One day I went to the same bridge that my boyfriend was found on and sat on the edge contemplating suicide. If my brother would not have found me and pulled me off that bridge I probably wouldn't be here. That is when I became a beautiful disaster, but at that time I saw nothing beautiful about myself or life in general.
Shortly after that day I found out I was pregnant. From that day everything changed for me. The pain was still there but I had somebody else to protect. My son literally saved my life. It's amazing how much such a little person can change your life so much.
The Beautiful Disaster brand lets me know I'm not alone, that I don't suffer by myself. I have a whole family out there standing behind me and making me strong. My Beautiful Disaster family.

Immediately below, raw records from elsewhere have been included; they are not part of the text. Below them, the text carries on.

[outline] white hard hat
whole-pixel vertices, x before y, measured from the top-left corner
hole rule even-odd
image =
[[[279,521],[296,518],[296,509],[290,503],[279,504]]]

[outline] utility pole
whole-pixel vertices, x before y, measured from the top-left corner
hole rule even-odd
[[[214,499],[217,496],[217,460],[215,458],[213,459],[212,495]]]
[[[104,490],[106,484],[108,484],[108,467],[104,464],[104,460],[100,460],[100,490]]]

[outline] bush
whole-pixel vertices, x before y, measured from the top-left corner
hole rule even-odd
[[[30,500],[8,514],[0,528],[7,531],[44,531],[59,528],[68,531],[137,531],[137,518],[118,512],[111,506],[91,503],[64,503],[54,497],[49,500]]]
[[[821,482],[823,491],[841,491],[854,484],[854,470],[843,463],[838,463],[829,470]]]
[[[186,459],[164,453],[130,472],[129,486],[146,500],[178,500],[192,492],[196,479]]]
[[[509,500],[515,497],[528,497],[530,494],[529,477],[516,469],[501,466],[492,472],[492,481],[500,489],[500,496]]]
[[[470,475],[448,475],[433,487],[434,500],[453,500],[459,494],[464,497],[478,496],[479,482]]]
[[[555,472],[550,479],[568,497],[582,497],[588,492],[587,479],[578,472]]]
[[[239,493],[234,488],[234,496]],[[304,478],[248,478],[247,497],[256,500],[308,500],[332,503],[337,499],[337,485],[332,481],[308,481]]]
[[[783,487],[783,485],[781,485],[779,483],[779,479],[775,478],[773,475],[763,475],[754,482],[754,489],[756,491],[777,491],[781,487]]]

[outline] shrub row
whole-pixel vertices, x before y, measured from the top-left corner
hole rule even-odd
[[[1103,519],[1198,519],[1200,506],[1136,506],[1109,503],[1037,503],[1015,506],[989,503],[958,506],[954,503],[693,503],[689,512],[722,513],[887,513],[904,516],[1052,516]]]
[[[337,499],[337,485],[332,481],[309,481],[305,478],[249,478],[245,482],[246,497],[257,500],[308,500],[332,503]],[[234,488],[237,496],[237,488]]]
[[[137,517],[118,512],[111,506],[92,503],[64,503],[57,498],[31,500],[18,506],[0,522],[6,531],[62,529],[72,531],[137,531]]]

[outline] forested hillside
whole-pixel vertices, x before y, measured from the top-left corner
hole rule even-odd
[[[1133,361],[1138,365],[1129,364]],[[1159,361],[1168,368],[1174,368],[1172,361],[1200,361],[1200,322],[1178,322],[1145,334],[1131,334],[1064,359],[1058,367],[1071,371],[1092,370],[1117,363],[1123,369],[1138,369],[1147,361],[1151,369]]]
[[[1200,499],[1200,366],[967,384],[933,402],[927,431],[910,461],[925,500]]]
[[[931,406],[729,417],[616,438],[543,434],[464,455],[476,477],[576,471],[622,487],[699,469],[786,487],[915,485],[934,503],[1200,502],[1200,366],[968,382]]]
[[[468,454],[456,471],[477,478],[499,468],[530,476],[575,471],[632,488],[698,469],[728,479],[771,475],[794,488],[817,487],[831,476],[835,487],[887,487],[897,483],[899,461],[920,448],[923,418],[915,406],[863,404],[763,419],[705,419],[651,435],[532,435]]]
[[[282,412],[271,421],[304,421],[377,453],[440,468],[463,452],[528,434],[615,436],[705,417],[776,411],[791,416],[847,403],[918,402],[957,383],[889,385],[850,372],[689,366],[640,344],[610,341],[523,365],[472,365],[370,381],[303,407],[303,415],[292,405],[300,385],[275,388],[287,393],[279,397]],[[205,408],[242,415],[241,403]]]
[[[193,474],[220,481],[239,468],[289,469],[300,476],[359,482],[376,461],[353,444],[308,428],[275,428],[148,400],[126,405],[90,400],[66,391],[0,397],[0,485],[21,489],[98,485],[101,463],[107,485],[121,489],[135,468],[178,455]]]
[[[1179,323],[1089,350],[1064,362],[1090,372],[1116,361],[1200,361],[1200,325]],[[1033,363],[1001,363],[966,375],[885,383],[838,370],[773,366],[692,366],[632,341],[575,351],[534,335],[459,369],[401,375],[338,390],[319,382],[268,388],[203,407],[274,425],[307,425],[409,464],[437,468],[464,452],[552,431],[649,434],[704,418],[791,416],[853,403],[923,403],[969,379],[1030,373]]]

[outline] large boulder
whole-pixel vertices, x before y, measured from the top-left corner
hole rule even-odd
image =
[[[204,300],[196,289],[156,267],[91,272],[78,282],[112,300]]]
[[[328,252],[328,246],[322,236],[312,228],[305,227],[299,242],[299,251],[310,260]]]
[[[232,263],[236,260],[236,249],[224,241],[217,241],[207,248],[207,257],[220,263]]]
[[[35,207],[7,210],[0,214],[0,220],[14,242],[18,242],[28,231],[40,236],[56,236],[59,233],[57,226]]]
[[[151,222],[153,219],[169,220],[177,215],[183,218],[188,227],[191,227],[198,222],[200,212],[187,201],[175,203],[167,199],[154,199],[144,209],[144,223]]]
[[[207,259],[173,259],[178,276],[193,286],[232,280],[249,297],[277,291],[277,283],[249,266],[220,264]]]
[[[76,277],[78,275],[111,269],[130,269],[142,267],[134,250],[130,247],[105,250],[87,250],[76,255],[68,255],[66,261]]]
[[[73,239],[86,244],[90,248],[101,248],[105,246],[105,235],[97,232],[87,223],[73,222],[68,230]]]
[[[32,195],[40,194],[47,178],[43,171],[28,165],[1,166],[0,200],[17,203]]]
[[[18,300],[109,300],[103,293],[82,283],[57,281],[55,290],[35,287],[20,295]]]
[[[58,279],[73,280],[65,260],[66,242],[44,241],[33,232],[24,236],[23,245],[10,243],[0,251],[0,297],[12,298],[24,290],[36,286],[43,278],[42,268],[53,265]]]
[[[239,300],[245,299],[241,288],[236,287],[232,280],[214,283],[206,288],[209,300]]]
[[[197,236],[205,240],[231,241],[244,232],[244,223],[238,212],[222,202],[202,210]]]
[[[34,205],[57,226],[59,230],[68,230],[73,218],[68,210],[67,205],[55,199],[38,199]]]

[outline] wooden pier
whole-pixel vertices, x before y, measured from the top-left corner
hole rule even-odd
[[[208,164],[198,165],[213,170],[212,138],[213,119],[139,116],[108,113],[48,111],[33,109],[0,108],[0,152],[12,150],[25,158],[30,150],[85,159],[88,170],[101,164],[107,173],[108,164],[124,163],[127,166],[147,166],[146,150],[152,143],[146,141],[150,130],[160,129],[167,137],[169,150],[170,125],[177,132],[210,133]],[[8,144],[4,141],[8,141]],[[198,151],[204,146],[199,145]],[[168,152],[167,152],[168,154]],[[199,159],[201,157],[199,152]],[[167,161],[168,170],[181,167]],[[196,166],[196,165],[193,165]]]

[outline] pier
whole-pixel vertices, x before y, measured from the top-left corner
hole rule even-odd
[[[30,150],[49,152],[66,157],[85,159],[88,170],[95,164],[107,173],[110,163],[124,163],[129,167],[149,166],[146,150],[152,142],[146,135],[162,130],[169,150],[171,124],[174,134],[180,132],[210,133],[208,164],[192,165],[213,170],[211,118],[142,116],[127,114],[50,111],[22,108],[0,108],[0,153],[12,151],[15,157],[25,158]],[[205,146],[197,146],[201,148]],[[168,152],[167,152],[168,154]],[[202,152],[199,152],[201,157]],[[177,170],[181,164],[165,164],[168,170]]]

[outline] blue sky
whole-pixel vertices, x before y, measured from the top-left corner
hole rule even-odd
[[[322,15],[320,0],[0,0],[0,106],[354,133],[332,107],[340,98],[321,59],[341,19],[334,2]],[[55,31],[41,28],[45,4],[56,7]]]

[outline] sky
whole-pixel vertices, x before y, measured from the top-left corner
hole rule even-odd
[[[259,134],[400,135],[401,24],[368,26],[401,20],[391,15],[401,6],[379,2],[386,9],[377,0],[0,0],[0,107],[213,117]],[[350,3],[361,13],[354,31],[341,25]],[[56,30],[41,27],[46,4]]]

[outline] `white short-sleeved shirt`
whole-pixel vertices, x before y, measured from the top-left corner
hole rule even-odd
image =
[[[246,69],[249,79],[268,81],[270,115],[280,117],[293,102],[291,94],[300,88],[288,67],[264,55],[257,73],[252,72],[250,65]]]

My life now is still a struggle on my bad days, I am on antidepressants and anxiety meds for the rest of my life, and that's ok. I now remember how it feels to be happy. I look at the four lives I've brought into this world and realize that life is so much bigger than the pain. That there is happiness waiting for you even in your darkest moments, you just have to look for the light.
We are all worthy, and beautiful, and brave, and yes, we are disasters and that's ok. That's what makes us perfectly imperfect. The Beautiful Disaster brand makes me feel proud, it makes me embrace my flaws when I used to try so hard to hide them. Everything that has happened to me in life has helped shape who I am today, and I can finally say, after so long, that I love who I am, I love myself.